Greece’s bank employees held a strike today in an effort to delay the trend toward reducing personnel.

The strike was sparked by the recent firing of 24 employees at Piraeus Bank because they refused to be transferred to newly established subsidiaries and resisted the change in the terms of employment.

Regardless of participation and the result of the strike of bank employees’ unions,  it seems the trend toward redundancies will not change.

Banks – influenced by a host of factors and conditions (economic, technological, competition, and others) have entered a period of deep restructuring and an almost complete overhaul.

The economic crisis left behind rubble and bound banks which exhaust their activity in managing non-performing loans (NPLs). They do not create an environment of revenues and thus they are not profitable.

They cannot recover without great, radical changes.

They basically follow the course of their clients, a course which the banks themselves established, demanded, and imposed in light of bad loans which they issued over previous years.

This difficult confluence of events coincided with major technological changes which in practice abolish most bank transactions and put in question the existence of traditional bank branches.

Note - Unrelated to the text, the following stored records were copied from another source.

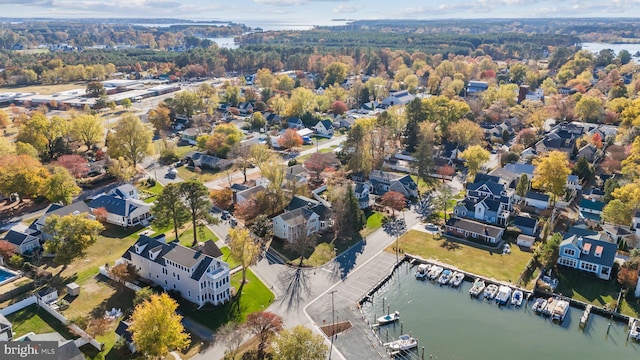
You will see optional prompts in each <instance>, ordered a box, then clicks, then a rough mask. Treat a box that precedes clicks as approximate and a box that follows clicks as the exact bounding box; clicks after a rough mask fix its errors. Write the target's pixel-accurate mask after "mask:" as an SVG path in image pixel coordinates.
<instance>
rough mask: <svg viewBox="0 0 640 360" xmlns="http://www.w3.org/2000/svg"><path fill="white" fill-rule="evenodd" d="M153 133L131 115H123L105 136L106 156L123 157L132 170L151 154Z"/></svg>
mask: <svg viewBox="0 0 640 360" xmlns="http://www.w3.org/2000/svg"><path fill="white" fill-rule="evenodd" d="M152 139H153V131H152V130H151V128H150V127H149V126H147V125H145V124H143V123H142V121H140V118H138V117H137V116H135V115H133V114H125V115H124V116H123V117H122V118H121V119H120V121H119V122H118V124H117V125H116V127H115V128H114V131H113V132H110V133H109V135H108V136H107V142H108V144H109V150H108V154H109V156H111V157H112V158H118V157H123V158H125V159H126V160H127V161H129V162H131V163H132V165H133V167H134V169H135V168H136V167H137V165H138V163H139V162H140V161H142V159H144V158H145V156H148V155H151V154H153V143H152Z"/></svg>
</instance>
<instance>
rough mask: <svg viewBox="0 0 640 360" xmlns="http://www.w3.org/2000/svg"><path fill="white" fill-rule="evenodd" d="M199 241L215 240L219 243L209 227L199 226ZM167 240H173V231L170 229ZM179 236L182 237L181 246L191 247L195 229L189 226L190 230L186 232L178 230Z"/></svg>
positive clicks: (213, 233)
mask: <svg viewBox="0 0 640 360" xmlns="http://www.w3.org/2000/svg"><path fill="white" fill-rule="evenodd" d="M197 231H198V241H202V242H204V241H207V240H213V241H218V237H217V236H216V235H215V234H214V233H213V231H211V229H209V227H207V226H198V230H197ZM166 234H167V239H173V238H174V237H175V236H173V229H170V230H169V231H168V232H167V233H166ZM178 234H179V235H180V244H182V245H184V246H186V247H191V244H193V227H191V226H189V228H188V229H186V230H184V231H180V230H178Z"/></svg>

The common conviction is that newer bank clients conduct almost all transactions electronically with computers and cell phones without going to bank branches.

Over time the number of branches will be reduced, the structure will change, tellers will be replaced by machines, and banks ineluctably will head toward digitalisation.

Last year in Europe 50,000 bank employees lost their jobs and in Greece from the start of the decade-long crisis the total number of employees dropped from 60,000 to fewer than 38,000.

Yet another privileged occupation is slowly disappearing and the myth of secure and well-paid bank employees with full rights is collapsing.

Essentially the elimination of bank employees is coming due to a combination of the economic and technological transformations of the Western World.

By all appearances no one can stop this unavoidable change and transformation.